O general Inverno voltará a ser aliado de Moscovo
Estando ainda longe do Inverno é já evidente que o apoio do Ocidente à Ucrânia, com as sanções económicas contra o regime de Putin, está a ser apontado como sendo responsável pela crise energética e inflacionista que está a deixar as classes médias e baixas à beira de um ataque de nervos. Os apoiantes de Moscovo, estejam na extrema-direita ou na extrema-esquerda, jogam com a falácia de que os povos das democracias ocidentais não precisariam de estar a sofrer com esta crise e que isso só acontece porque os seus governos os levaram para a guerra. Nesta falácia, obviamente, a defesa da Democracia não entra na equação, porque os radicais não a consideram essencial.
É claro que a guerra que resulta da invasão da Ucrânia pela Rússia agravou a crise energética e alimentou uma espiral inflacionista em que a contenção da maioria dos salários é o único ponto a contribuir para que a inflação não seja ainda mais alta. Só que esta perda de poder de compra provocada pela existência de salários que não acompanham a inflação, continuando, acabará por ser utilizada pelos populistas aliados de Putin para minar a confiança dos cidadãos nos governos democráticos que elegeram.
Convém lembrar que a inflação, que o BCE e a FED consideravam transitória, começou em 2021 e não resultou apenas das dificuldades nas cadeias de abastecimentos e da alta generalizada da energia mas, sobretudo, da existência de demasiado dinheiro no circuito. Os bancos centrais alimentaram a inflação, que deviam combater, despejando dinheiro na economia a juros muito baixos ou mesmo negativos. Uma vez mais, com medo do arrefecimento prolongado da economia, criaram uma nova crise com a estratégia utilizada para combater a crise instalada.
Dá medo, quando se ouvem os responsáveis políticos, como este fim de semana o Presidente da República, lançar sem grandes explicações a ideia de que o monstro da "inflação pode descer a partir de outubro ou novembro". Como se os milhares de milhões de euros das diferentes bazucas por essa Europa fora, mais os programas específicos de cada país para ajudar famílias e empresas a ultrapassarem uma crise energética, que se vai agravar no inverno, não fossem garantias suficientes de que a inflação se vai manter alta.

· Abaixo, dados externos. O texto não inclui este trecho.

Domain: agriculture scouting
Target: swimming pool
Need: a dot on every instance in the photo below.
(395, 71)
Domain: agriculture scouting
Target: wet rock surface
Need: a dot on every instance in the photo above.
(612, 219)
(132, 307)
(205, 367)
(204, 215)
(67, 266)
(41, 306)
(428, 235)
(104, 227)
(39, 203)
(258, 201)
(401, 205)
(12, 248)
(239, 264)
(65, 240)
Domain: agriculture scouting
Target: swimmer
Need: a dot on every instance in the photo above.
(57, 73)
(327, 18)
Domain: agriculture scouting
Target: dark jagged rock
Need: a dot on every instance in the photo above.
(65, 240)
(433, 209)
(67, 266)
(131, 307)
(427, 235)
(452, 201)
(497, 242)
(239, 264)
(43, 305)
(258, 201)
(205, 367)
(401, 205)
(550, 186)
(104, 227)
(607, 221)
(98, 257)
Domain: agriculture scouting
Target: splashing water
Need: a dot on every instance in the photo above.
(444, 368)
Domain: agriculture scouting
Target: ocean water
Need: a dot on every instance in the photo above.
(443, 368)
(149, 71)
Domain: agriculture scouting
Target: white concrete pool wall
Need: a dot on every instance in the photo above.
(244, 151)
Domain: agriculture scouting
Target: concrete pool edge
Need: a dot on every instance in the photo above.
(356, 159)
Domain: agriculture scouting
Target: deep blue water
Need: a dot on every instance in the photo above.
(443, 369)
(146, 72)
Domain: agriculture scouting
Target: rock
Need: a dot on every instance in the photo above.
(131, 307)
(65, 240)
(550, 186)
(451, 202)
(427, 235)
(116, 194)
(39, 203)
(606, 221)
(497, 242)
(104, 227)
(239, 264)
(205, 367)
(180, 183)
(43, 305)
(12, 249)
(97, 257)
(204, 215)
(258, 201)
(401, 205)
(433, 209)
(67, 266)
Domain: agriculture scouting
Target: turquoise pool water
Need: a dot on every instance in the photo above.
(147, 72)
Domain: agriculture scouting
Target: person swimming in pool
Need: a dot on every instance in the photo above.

Pode não ser de 9%, como está agora em Portugal, e ser de 8,5 ou 8 ou 7,5 no acumulado de 12 meses, ou descer dos 20% nos países bálticos, mas continuará a ser, ainda durante muito tempo, um problema sério para as famílias de menores recursos.
A questão é que é preciso dizer aos cidadãos, como sugere Emmanuel Macron, que o tempo de abundância acabou. A começar na abundância de dinheiro que governos irresponsáveis gostam de despejar em cima de todos os problemas, passando pela abundância de energia que governos irresponsáveis gostam de usar como se ela fosse ilimitada. Com a agravante, no caso dos países europeus, de terem de importar parte essencial da energia que consomem. A fatura aí está, cada vez mais pesada.
É com isso que conta Vladimir Putin. O inverno vai chegar e as opiniões públicas ocidentais não acharão tanta piada a apoiar a Ucrânia combatendo a Rússia com sanções, se isso significar uma recessão provocada pela falta do gás russo na indústria do centro da Europa e casas geladas. Em Moscovo, esfregam-se as mãos à espera da chegada do famoso general.